Hunt is also likely to impose a higher tax rate on the profits of energy companies, raising the extra levy from 25% to 30%, lasting for another six years, on top of the 40% that companies already pay, meaning an effective rate of 70%. In addition the Treasury is examining potential changes to taxes on share dividends, and looking at lowering the threshold for capital gains tax, another move that would prove deeply unpopular in the Tory party.
Sources said consideration was also being given to cutting the threshold at which the 45p rate of tax kicks in from £150,000 to £125,000, and to allowing local authorities to raise council tax by more than the current limits without the need for a local referendum in order to pay for costs including social care.

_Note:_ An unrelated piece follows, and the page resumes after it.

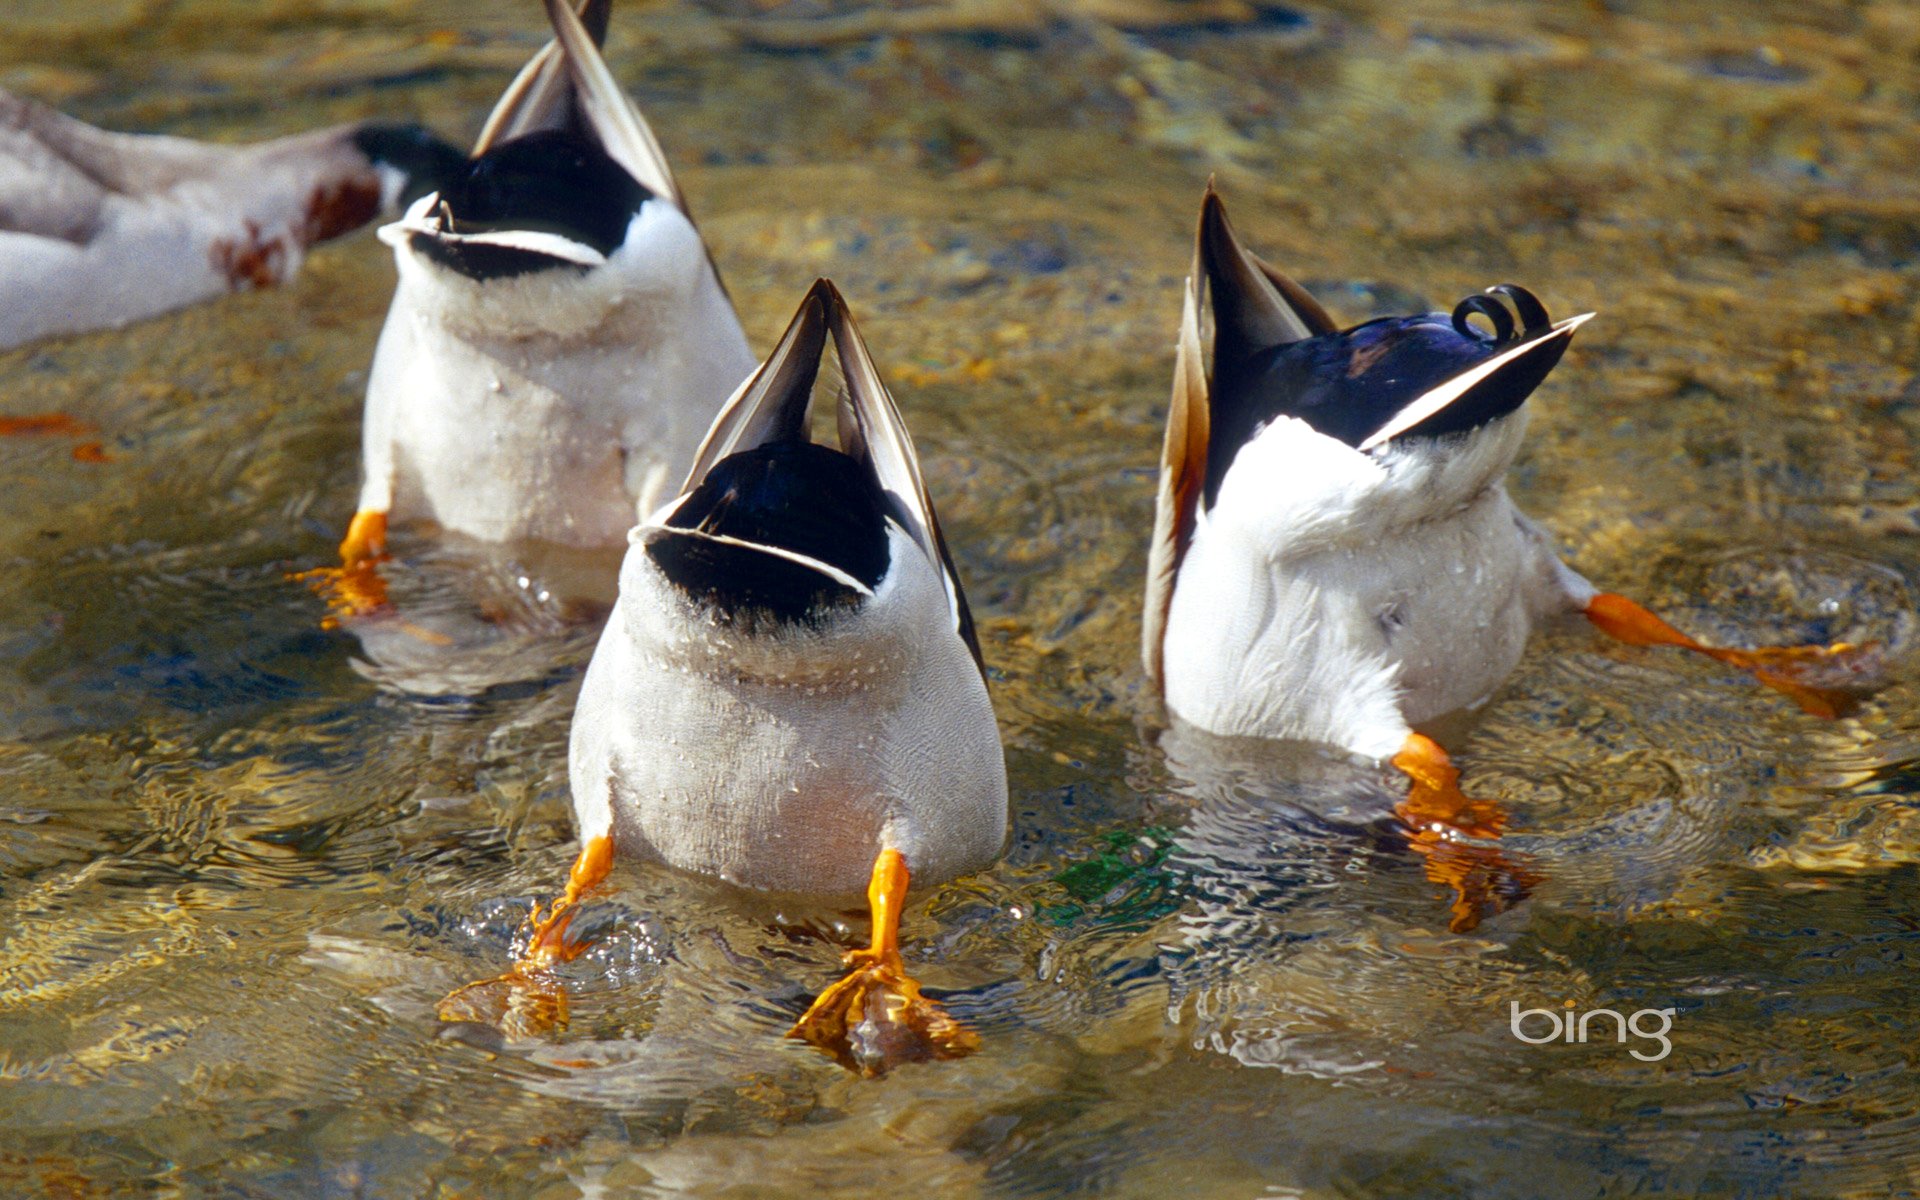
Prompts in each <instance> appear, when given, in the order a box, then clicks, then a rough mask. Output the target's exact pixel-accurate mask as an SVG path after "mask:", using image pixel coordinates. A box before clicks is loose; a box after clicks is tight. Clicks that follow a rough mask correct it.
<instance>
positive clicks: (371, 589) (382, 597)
mask: <svg viewBox="0 0 1920 1200" xmlns="http://www.w3.org/2000/svg"><path fill="white" fill-rule="evenodd" d="M384 561H386V513H376V511H372V509H361V511H359V513H355V515H353V522H351V524H349V526H348V536H346V538H342V540H340V566H317V568H313V570H301V572H300V574H294V576H288V578H294V580H301V582H305V584H307V586H309V588H313V591H315V593H317V595H321V597H324V599H326V616H324V618H321V628H323V630H336V628H340V624H342V622H346V620H353V618H355V616H367V614H371V612H378V611H380V609H386V580H382V578H380V563H384Z"/></svg>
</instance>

Hunt is expected to raise pensions and benefits in line with inflation to protect the most needy from the cost of living crisis. But all government departments will be told they have to live within their 2021 budgets this year, meaning huge extra pressures on schools and hospitals, which are having to fund inflation-plus pay rises for staff.
Last night Hunt was also under political pressure from Tory MPs in “red wall” seats. The chair of the Northern Research Group of 40 Conservative backbenchers, John Stevenson, wrote to Hunt calling for guarantees that money would be provided to ensure infrastructure projects such as road and rail schemes could go ahead even if costs had risen due to inflation.
A cut in the Whitehall spending adjusted for inflation will be another blow to the economy. Ministers agreed in 2021 to an average 3.3% inflation-linked rise over the next three years.
However, the lion’s share of the extra funds was slated to be directed towards the health service, funded in part by a 1.25% rise in national insurance. With the national insurance rise scrapped, the health service is likely to receive a less generous funding deal, and unprotected departments such as transport and the Home Office will suffer real-terms cuts.
Government departments and local councils have complained that the practical effects of inflation leave them out of pocket. Hospitals and schools are expected to fall further into debt next year without a larger boost to their funding. Councils says they are trying to tackle a £3.2bn budget shortfall next year that they expect will need to be closed by higher council tax bills.
Kit Malthouse, the education secretary under Truss, said on Saturday that more cuts to schools would be a disaster. Speaking to GB News, he said he had seen “alarming stuff in the papers over the last couple of days where they are indicating that there might be cuts to the education budget. As far as I can see, I can’t see how that can be acceptable.”